Decision-making – Courses of Action for a public transport scenario Statement: Due to a substantial reduction in airfares by different airline services, a large number of passengers who previously travelled by the upper classes in trains have switched over to airline services. Courses of Action: I. The railways should immediately reduce the fare structure of the upper classes substantially to retain its passengers. II. The railways should reduce the capacity of upper classes in all trains to avoid loss.

Difficulty: Easy

Correct Answer: Only I follows

Explanation:


Introduction / Context:
This problem belongs to the “Courses of Action” category. We are given a factual situation about passenger migration from premium rail classes to airlines because of reduced airfares. The task is to evaluate which proposed actions logically and prudently address the stated problem without introducing unnecessary assumptions.



Given Data / Assumptions:

  • Airlines have substantially reduced fares.
  • Many upper-class rail passengers have switched to air travel.
  • Objective: retain or stabilize railway ridership and revenue in premium classes.


Concept / Approach:
Valid courses of action should be feasible, directly address the cause, and be preventive or corrective with minimal adverse side effects. An action that can be immediately implemented, targets the reason for the shift (price), and remains service-oriented is preferable to an action that reduces service availability.



Step-by-Step Solution:

Assess I: Reduce upper-class fares. This directly addresses the price-based migration. If price parity or better value is offered, some passengers will reconsider the switch. The proposal is reversible, measurable, and market-responsive, so it follows.Assess II: Reduce upper-class capacity. This is a supply cut that does not address the cause (airlines became cheaper). Cutting capacity risks alienating remaining premium customers, reduces flexibility during peaks, and may hurt brand perception.

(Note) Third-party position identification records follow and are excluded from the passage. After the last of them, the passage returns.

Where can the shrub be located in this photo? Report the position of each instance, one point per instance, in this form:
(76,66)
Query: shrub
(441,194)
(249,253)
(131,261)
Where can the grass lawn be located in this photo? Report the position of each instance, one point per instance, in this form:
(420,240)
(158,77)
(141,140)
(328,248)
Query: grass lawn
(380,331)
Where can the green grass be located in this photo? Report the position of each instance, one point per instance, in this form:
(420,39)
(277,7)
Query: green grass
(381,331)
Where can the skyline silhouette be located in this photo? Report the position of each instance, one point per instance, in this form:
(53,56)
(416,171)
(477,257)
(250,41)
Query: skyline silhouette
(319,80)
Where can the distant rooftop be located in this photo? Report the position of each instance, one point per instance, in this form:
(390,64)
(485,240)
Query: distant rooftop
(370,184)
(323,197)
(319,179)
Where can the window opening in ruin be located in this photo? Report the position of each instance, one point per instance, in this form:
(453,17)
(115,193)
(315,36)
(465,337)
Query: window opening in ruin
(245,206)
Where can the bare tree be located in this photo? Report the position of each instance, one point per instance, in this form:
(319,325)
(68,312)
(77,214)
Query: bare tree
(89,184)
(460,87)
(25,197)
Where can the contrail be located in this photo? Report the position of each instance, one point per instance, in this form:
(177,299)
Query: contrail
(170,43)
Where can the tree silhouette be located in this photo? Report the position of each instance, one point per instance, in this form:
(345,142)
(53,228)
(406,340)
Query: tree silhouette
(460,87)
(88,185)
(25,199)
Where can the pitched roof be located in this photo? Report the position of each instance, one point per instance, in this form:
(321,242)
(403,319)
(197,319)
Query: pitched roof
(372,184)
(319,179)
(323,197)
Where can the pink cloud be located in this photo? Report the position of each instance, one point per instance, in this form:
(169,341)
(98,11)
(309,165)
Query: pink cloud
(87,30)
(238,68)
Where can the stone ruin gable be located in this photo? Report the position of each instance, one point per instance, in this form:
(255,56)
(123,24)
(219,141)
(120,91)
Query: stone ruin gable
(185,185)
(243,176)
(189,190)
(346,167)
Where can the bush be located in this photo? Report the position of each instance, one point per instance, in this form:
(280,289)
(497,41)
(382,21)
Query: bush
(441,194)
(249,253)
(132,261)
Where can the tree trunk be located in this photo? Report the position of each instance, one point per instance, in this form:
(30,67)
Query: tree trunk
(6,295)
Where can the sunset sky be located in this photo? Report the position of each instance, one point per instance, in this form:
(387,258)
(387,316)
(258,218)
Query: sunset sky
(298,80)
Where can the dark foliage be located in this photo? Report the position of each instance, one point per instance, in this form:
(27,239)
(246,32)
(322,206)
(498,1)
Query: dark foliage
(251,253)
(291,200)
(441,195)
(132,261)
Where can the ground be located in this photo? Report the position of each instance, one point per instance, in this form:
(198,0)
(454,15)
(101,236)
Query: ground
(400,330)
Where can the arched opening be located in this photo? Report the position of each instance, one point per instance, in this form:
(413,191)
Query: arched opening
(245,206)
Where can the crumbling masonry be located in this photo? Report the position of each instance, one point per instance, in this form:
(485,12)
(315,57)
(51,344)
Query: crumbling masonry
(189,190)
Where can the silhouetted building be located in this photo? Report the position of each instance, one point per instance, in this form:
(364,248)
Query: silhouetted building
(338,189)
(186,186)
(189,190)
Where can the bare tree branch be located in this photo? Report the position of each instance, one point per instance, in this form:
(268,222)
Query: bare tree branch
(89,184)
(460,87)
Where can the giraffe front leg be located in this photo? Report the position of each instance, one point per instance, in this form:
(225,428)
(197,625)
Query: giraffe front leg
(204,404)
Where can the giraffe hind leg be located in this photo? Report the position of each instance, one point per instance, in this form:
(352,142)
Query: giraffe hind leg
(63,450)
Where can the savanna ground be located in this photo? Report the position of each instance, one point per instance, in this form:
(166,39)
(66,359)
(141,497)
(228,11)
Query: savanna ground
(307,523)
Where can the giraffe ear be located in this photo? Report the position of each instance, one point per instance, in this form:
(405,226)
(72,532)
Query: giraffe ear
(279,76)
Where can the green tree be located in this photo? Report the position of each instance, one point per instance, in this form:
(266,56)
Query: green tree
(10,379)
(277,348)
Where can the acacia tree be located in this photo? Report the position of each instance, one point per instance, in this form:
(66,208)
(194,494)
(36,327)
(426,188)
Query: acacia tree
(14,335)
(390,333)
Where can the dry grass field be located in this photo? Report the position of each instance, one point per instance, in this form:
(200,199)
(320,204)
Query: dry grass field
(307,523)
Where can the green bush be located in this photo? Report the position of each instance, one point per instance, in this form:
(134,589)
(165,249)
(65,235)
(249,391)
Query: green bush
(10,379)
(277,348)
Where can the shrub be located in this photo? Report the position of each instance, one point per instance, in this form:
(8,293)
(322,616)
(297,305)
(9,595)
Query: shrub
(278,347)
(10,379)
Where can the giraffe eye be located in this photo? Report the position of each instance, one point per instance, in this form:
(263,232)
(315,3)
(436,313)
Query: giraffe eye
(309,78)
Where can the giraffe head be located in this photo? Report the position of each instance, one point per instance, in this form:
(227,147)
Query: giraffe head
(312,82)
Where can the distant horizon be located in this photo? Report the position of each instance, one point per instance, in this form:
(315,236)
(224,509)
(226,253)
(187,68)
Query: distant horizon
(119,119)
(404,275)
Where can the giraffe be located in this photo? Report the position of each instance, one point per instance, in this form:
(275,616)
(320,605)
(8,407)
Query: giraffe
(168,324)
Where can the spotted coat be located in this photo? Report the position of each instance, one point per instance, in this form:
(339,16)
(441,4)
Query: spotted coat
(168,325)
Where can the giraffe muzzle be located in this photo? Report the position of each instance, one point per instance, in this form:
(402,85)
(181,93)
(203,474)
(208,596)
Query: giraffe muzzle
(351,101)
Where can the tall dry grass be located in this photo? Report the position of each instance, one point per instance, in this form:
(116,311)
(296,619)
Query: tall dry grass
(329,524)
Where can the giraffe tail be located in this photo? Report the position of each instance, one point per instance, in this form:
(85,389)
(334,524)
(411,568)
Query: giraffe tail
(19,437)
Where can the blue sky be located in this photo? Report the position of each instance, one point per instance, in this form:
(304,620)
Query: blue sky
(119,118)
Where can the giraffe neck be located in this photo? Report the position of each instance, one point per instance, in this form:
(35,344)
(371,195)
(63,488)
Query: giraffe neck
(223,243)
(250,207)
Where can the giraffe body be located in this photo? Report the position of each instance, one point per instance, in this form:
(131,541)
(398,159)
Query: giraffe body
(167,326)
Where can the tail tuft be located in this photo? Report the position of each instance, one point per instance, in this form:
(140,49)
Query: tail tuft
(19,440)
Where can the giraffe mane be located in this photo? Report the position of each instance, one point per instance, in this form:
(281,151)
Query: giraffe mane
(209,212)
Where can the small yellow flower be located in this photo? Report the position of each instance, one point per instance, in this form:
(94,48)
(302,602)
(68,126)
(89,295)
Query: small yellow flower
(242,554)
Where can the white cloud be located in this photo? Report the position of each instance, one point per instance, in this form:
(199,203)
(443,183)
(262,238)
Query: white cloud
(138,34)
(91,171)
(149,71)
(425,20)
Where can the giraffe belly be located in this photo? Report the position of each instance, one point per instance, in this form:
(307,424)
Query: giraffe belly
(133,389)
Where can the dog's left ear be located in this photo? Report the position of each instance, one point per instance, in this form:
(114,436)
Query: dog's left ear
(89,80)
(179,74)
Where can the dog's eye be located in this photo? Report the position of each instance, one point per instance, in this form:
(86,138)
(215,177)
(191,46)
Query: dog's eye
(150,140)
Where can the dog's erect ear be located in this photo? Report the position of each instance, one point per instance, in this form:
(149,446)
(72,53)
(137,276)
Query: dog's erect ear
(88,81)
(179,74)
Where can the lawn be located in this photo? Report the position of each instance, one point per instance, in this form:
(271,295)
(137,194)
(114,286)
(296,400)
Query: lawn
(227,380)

It is not a corrective action for the current cause and may worsen long-term competitiveness.


Verification / Alternative check:
Price elasticity in premium travel is significant. A tactical fare recalibration or value-added bundling (meals, lounge access, better refund terms) tackles the root cause, while capacity cuts merely shrink the product and can amplify loss if demand returns.



Why Other Options Are Wrong:

  • Only II follows / Either I or II follows / Both I and II follow: II neither treats the cause nor constitutes a prudent first response.
  • Neither I nor II follows: I is a direct, reasonable response.


Common Pitfalls:
Confusing demand-side problems with supply-side fixes; thinking reducing supply automatically reduces loss without considering reputation and future demand.